Jennifer now enjoys the love, support, and closeness of her church, the pregnancy center where she works, and her tribe at ATTWN. The connection that had eluded her for her entire life, and that she thought she had found at the clinic, sustains and uplifts her each day as she lives with her new community of believers.  

“People care about me and uplift me. It is the complete opposite of Trust Women. I feel so encouraged. All glory to God! Surrendering to Him and walking in obedience has been a game changer.” 

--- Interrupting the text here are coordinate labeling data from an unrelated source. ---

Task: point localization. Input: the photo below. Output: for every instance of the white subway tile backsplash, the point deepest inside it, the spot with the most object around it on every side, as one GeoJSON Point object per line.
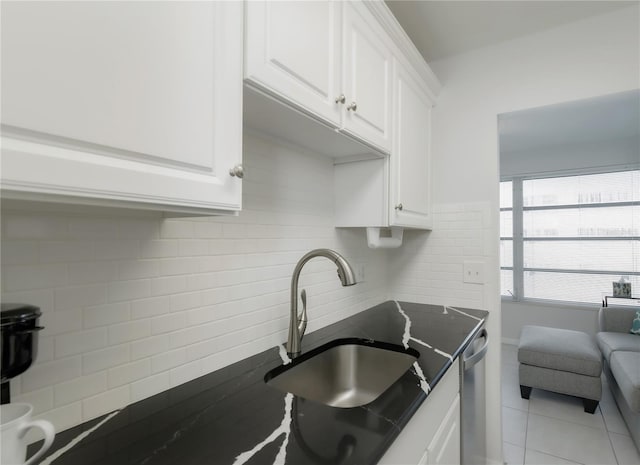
{"type": "Point", "coordinates": [45, 349]}
{"type": "Point", "coordinates": [22, 277]}
{"type": "Point", "coordinates": [74, 297]}
{"type": "Point", "coordinates": [149, 346]}
{"type": "Point", "coordinates": [150, 386]}
{"type": "Point", "coordinates": [137, 269]}
{"type": "Point", "coordinates": [19, 253]}
{"type": "Point", "coordinates": [103, 315]}
{"type": "Point", "coordinates": [93, 228]}
{"type": "Point", "coordinates": [193, 247]}
{"type": "Point", "coordinates": [176, 266]}
{"type": "Point", "coordinates": [168, 323]}
{"type": "Point", "coordinates": [128, 373]}
{"type": "Point", "coordinates": [159, 249]}
{"type": "Point", "coordinates": [80, 342]}
{"type": "Point", "coordinates": [92, 272]}
{"type": "Point", "coordinates": [153, 306]}
{"type": "Point", "coordinates": [42, 298]}
{"type": "Point", "coordinates": [128, 290]}
{"type": "Point", "coordinates": [176, 229]}
{"type": "Point", "coordinates": [66, 251]}
{"type": "Point", "coordinates": [41, 400]}
{"type": "Point", "coordinates": [168, 285]}
{"type": "Point", "coordinates": [62, 418]}
{"type": "Point", "coordinates": [115, 249]}
{"type": "Point", "coordinates": [138, 229]}
{"type": "Point", "coordinates": [79, 388]}
{"type": "Point", "coordinates": [59, 322]}
{"type": "Point", "coordinates": [167, 360]}
{"type": "Point", "coordinates": [105, 402]}
{"type": "Point", "coordinates": [130, 331]}
{"type": "Point", "coordinates": [21, 227]}
{"type": "Point", "coordinates": [185, 372]}
{"type": "Point", "coordinates": [41, 375]}
{"type": "Point", "coordinates": [106, 358]}
{"type": "Point", "coordinates": [207, 230]}
{"type": "Point", "coordinates": [185, 301]}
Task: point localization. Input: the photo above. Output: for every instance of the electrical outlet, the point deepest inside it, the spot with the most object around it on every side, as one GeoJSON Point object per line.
{"type": "Point", "coordinates": [474, 272]}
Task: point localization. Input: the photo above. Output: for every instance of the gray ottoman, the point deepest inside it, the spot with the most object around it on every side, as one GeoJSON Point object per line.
{"type": "Point", "coordinates": [560, 360]}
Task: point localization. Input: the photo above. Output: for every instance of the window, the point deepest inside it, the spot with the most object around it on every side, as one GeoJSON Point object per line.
{"type": "Point", "coordinates": [567, 238]}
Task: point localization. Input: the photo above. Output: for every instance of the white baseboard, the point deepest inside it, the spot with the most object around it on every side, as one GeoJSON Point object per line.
{"type": "Point", "coordinates": [513, 342]}
{"type": "Point", "coordinates": [495, 462]}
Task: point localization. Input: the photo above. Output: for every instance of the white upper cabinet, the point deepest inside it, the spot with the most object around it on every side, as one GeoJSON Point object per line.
{"type": "Point", "coordinates": [410, 167]}
{"type": "Point", "coordinates": [293, 51]}
{"type": "Point", "coordinates": [123, 103]}
{"type": "Point", "coordinates": [366, 78]}
{"type": "Point", "coordinates": [326, 59]}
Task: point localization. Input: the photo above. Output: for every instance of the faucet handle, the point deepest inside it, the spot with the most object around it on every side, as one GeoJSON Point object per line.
{"type": "Point", "coordinates": [302, 317]}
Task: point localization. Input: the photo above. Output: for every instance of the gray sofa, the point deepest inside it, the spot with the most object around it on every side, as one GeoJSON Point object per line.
{"type": "Point", "coordinates": [621, 354]}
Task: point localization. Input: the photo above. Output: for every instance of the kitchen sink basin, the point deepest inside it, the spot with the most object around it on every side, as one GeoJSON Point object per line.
{"type": "Point", "coordinates": [344, 372]}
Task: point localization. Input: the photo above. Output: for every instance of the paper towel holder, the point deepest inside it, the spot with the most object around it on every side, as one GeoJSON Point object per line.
{"type": "Point", "coordinates": [376, 241]}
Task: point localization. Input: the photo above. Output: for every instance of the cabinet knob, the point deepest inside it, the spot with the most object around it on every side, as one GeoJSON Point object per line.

When an abortion minded woman comes through the doors of her center, Jennifer is in a unique position to connect with them. 

“I can tell them that I have been there,” she said. “I can empathize and know what they’re feeling and thinking. I made the choice of terminating my baby. It was a choice I made out of fear and feeling like I would have no support or resources. I am a single mom already. Having another baby with no help would be even harder. I felt so alone and lonely in making my decision. I felt even worse afterwards. I had no one to talk to about it. I wish I had had someone tell me it was going to be okay. But, since I worked at the clinic, and the culture, it seemed normal and like the right thing to do. I know now that it’s not true. I just wish I had met Jesus earlier in my life, because I would have known then that with Him, there’s always a way.” 

Though her story is full of pain, rejection, and regret, Jennifer is willing to bare it all. 

“The only good that can come of my sin and shame is that I can reach into the darkness and help someone else. That is why I put everything out there. If you struggle with addiction, have had an abortion, or work at a clinic, my life is an open book to help you know God can do for you what He did for me.”